One year and one day ago, on 7 May 2018, Vladimir Putin was sworn in for his fourth term as president of Russia. The newly elected Russian leader arrived at the inauguration ceremony directly from his office, showing the people that he was busy with current state affairs and at the same time demonstrating to an entire army of high-ranking officials waiting in the Kremlin’s royal halls that the objectives he planned to accomplish during his fourth tenure could not wait, writes James Wilson.

Putin is indisputably a very popular figure in Russian society — he enjoys a level of trust and respect that is hard to attain for a politician. What is more, Putin has been able to achieve this consistently for many years. This is partly because he brought back a feeling of national pride for the Russian people. His controversial foreign policy is still largely met with enthusiasm and support at home, and with rejection, but fear mixed with respect in Western democracies.

Putin is smart, and is well aware that to win people’s devotion one needs more than “a sharp pen and a sword” — a true historical figure and beloved leader of the nation should also bring meaningful changes to the country’s life. With this in mind, on the first day of his office last year, he issued a decree on national goals and strategic objectives for the development of the Russian Federation until 2024.

By signing this document, he tasked his government with one of the biggest objectives in the 20-year history of his rule. He launched nine national projects to develop key areas of the country’s life, which by the end of his current term should bring about sustainable population growth, increase life expectancy to 78 years, place Russia among the world’s five largest economies, achieve higher than global average economic growth rates, improve environmental protection and most essentially maintain the famous “Putin’s macroeconomic stability”, which would be difficult to accomplish under the constant pressure of sanctions.

Putin’s national projects have a domestic focus and aim to renovate infrastructure, develop human capital and entrepreneurship, create conditions for comprehensive development of the digital economy amongst other objectives. On the instruction of the President, more than US$ 380 billion — a considerable amount by any measure — has been allocated over the year for these purposes.

The commissioning of a bridge across the Kerch Strait to the annexed Crimea was a prelude to Putin’s future success in this field. This large-scale infrastructure project was completed on time, just a week after the inauguration, setting a political precedent, opening up a new logistical channel and creating a great number of jobs in related industries. The successful experience of implementing a particular task in such a difficult economic and foreign policy environment spurred discussions on launching an additional national project to modernise old and build new major infrastructure facilities, such as those built as part of an integrated northern mega-project for gas production and liquefaction in the Yamal Peninsula, north of the Arctic Circle, which reinforces Russia’s status as an energy leader in the Arctic.

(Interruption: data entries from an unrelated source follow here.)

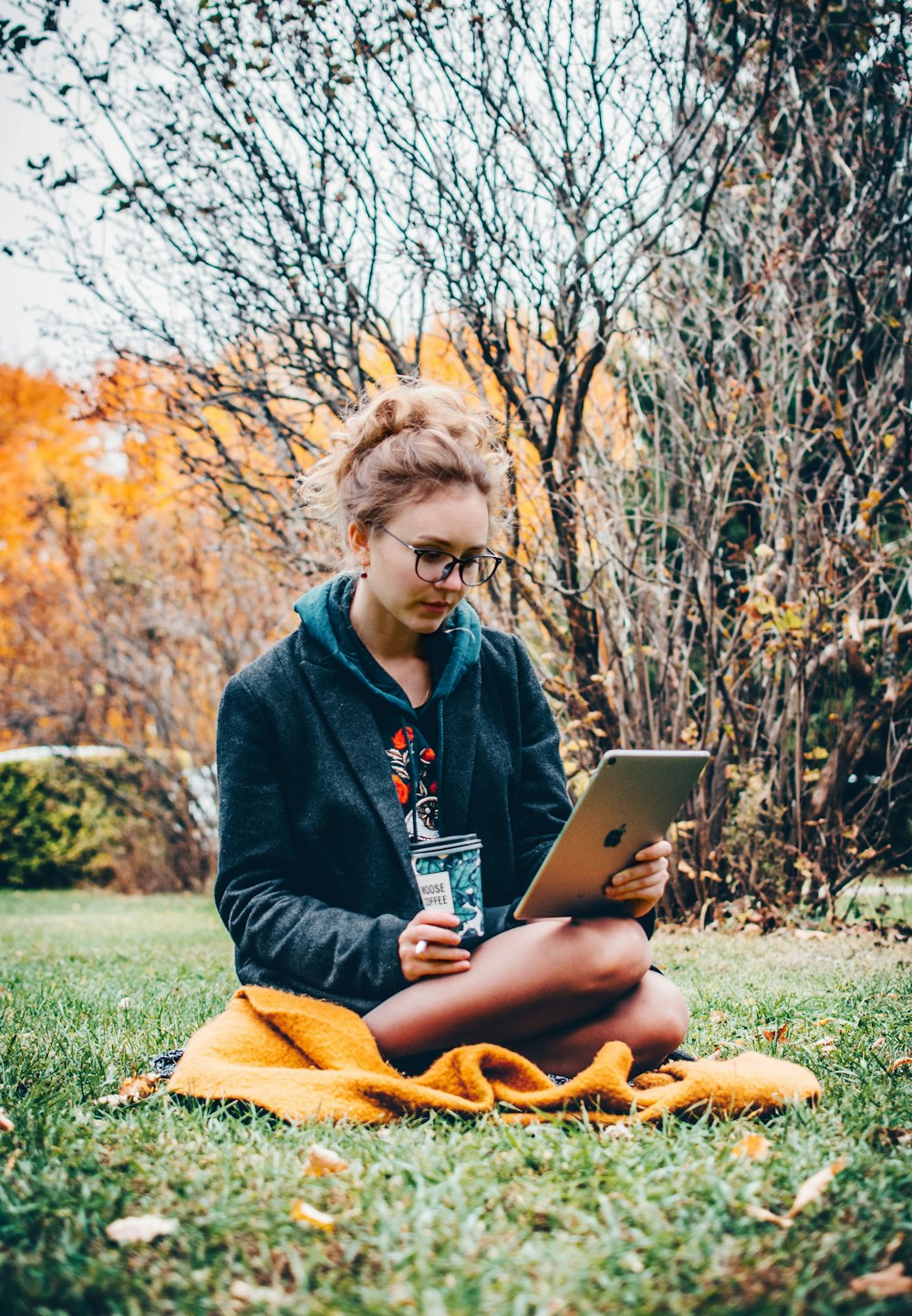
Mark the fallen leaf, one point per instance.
(751, 1145)
(140, 1228)
(807, 1193)
(814, 1186)
(767, 1217)
(897, 1137)
(323, 1161)
(139, 1087)
(306, 1215)
(248, 1292)
(888, 1282)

Today, many things depend on geopolitics and infrastructure — however, it is the financial sector that continues to be the lifeblood of the modern world. Accordingly when taking stock of the first year of Putin’s 4th term, it is necessary to take into account his financial policies. Despite heavy external pressure and negative attitude of the majority of Russians towards the government’s economic team, Putin managed to keep the ruble stable, contributing to overall macroeconomic stability against a backdrop of a sharp decline in other national currencies.

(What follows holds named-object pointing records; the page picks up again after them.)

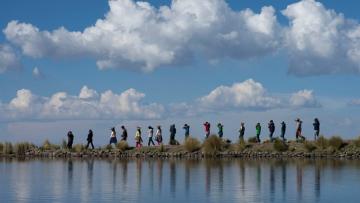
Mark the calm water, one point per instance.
(179, 181)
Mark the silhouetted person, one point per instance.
(258, 132)
(70, 139)
(172, 135)
(283, 131)
(158, 137)
(113, 139)
(150, 135)
(187, 130)
(124, 133)
(207, 129)
(271, 127)
(242, 131)
(220, 130)
(299, 130)
(138, 138)
(90, 139)
(316, 125)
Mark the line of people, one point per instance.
(186, 127)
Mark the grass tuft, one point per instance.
(192, 144)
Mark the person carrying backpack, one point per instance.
(90, 139)
(150, 136)
(283, 131)
(258, 131)
(316, 125)
(70, 136)
(187, 130)
(138, 138)
(242, 131)
(271, 127)
(220, 130)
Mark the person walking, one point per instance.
(242, 131)
(316, 125)
(207, 129)
(138, 138)
(150, 135)
(283, 131)
(299, 130)
(258, 131)
(123, 134)
(113, 139)
(70, 136)
(187, 130)
(90, 139)
(271, 126)
(220, 130)
(172, 135)
(159, 135)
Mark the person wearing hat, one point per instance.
(150, 135)
(316, 125)
(220, 130)
(187, 130)
(258, 131)
(70, 136)
(207, 129)
(159, 135)
(124, 133)
(113, 139)
(271, 126)
(283, 130)
(138, 138)
(299, 130)
(242, 131)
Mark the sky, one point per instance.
(76, 65)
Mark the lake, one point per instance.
(155, 180)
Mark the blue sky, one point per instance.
(222, 61)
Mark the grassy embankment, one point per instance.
(213, 146)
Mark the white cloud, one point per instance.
(88, 105)
(247, 94)
(304, 98)
(8, 59)
(321, 41)
(140, 36)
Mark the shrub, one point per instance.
(22, 148)
(122, 146)
(162, 148)
(8, 148)
(252, 140)
(309, 146)
(322, 142)
(336, 142)
(212, 145)
(280, 146)
(192, 144)
(79, 148)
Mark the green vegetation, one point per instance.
(192, 144)
(212, 145)
(280, 145)
(309, 146)
(122, 146)
(322, 142)
(336, 142)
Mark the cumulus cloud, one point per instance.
(8, 59)
(321, 41)
(247, 94)
(87, 105)
(135, 34)
(304, 98)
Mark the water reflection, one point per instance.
(215, 180)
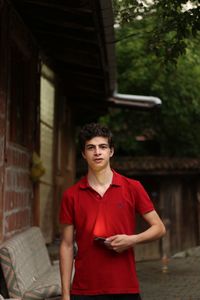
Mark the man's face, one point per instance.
(97, 153)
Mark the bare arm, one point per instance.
(66, 260)
(121, 242)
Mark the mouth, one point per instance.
(98, 160)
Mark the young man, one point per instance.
(100, 209)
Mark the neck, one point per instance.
(101, 177)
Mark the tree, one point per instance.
(174, 130)
(175, 21)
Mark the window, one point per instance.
(19, 96)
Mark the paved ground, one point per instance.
(181, 282)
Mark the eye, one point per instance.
(89, 147)
(104, 146)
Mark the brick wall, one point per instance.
(16, 188)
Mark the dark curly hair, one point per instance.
(92, 130)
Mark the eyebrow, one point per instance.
(93, 145)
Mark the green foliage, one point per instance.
(174, 129)
(174, 22)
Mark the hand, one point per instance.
(120, 242)
(65, 297)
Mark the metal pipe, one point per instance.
(134, 100)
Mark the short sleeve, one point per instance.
(66, 215)
(142, 201)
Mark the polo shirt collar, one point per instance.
(116, 181)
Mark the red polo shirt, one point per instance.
(99, 270)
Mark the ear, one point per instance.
(83, 154)
(111, 151)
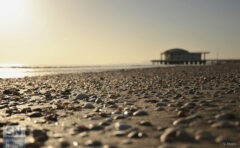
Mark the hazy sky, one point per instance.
(85, 32)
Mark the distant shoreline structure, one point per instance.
(178, 56)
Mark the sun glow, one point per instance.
(12, 11)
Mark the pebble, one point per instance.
(109, 146)
(122, 126)
(88, 106)
(98, 100)
(140, 113)
(35, 115)
(93, 143)
(82, 96)
(119, 133)
(203, 135)
(95, 127)
(160, 109)
(136, 134)
(161, 104)
(223, 124)
(145, 123)
(106, 122)
(165, 146)
(223, 139)
(126, 142)
(186, 119)
(118, 117)
(225, 116)
(175, 134)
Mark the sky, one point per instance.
(100, 32)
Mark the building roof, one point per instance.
(176, 50)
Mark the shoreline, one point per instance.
(133, 108)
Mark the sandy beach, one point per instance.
(168, 107)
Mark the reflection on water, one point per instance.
(37, 71)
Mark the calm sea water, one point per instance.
(19, 72)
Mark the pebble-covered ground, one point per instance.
(174, 107)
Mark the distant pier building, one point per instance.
(181, 56)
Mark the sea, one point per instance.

A new round of devastating sanctions by the US financial authorities announced this spring only temporarily slowed down a series of successful placements of Russian government bonds. Besides, as the US has been holding off on introducing the new set of sanctions, the demand for Russia’s government debt obligations from foreign investors has only increased due to their high yield. In March and April, non-resident investments in Russia’s debt obligations grew by more than 15%, exceeding the value of US$ 7.5 billion. Also noteworthy is Russia’s surplus budget generated in 2018. Today, even skeptical experts give an optimistic forecast for the Russian budget until 2020. Thus, Putin’s provident budget policy helped him to comply with his ambitious pledges in the social sphere despite massive external pressure without resorting to populism whilst simultaneously ensuring macroeconomic stability and a stable ruble exchange rate. All of the above can objectively be called Putin’s achievements during the first year of his fourth term of office.

But improving the perceived well-being of Russia’s population, which has been falling over the recent few years, has been a real headache for the Russian leadership. Putin seemed to realise that the only way to deal with this issue is to stabilise the country’s relations with the West. Better cooperation would benefit both sides, and this is understood by a number of actors in Western countries. Austria is signing another contract with Gazprom up to 2040; Germany, despite considerable pressure from the United States, continues to support the construction of Nord Stream 2, viewing it as an exclusively commercial rather than geopolitical project.

Many countries supporting Euro-Atlantic solidarity also believe cooperation with Russia is mutually beneficial. Hungary and Turkey seek to strengthen their energy security through new units of their nuclear power plants built by Russia’s Rosatom Corporation, which during the last two presidential terms of Vladimir Putin has become a world leader in the nuclear power market. The business communities of Italy and France have also called for lifting sanctions, as European companies have lost an estimated €100 billion since they were imposed, arguing that Europe has failed to attain the political goals it had set, paying a steep price for no political achievement.

Security remains the Russian leader’s strong point. Putin, for his part, has repeatedly indicated that he is ready to search for compromise and engage in equal and mutually beneficial dialogue, yet will never sacrifice Russia’s sovereignty and national interests. This was demonstrated at the Helsinki summit between Putin and Trump held in summer 2018, where the Russian President put forward a number of arms control proposals, including one on negotiating nuclear arms limitation. Despite Russia’s nuclear arsenal and a range of new weapons commissioned over the past year, Putin showed initiative and, guided by the logic of global security and stability, forewent geopolitical ambitions and mistrust towards the United States fostered by his many years’ KGB experience. However, six months later, President Trump’s administration answered by the decision to suspend the country’s participation in the INF Treaty, thus undermining the strategic stability so often cited by them and virtually sending the world 30 years back to the epoch of James Bond and the Cold War.

In conclusion, it was presidential elections in the neighbouring Ukraine that delivered Putin a surprise public retains coup. Former President Petro Poroshenko appeared to have chosen Russia as his personal enemy, and throughout his electoral campaign appealed to Ukrainian people with a “Me or Putin” slogan. But in the second round of the election the voters favoured Vladimir Zelensky who won the presidential elections with 73%.  Whilst it is too early to make far reaching conclusions about the result, what is clear is that Poroshenko’s anti-Putin platform achieved nothing and this provides food for thought. Whether you like it or not, the era of Putin marches on.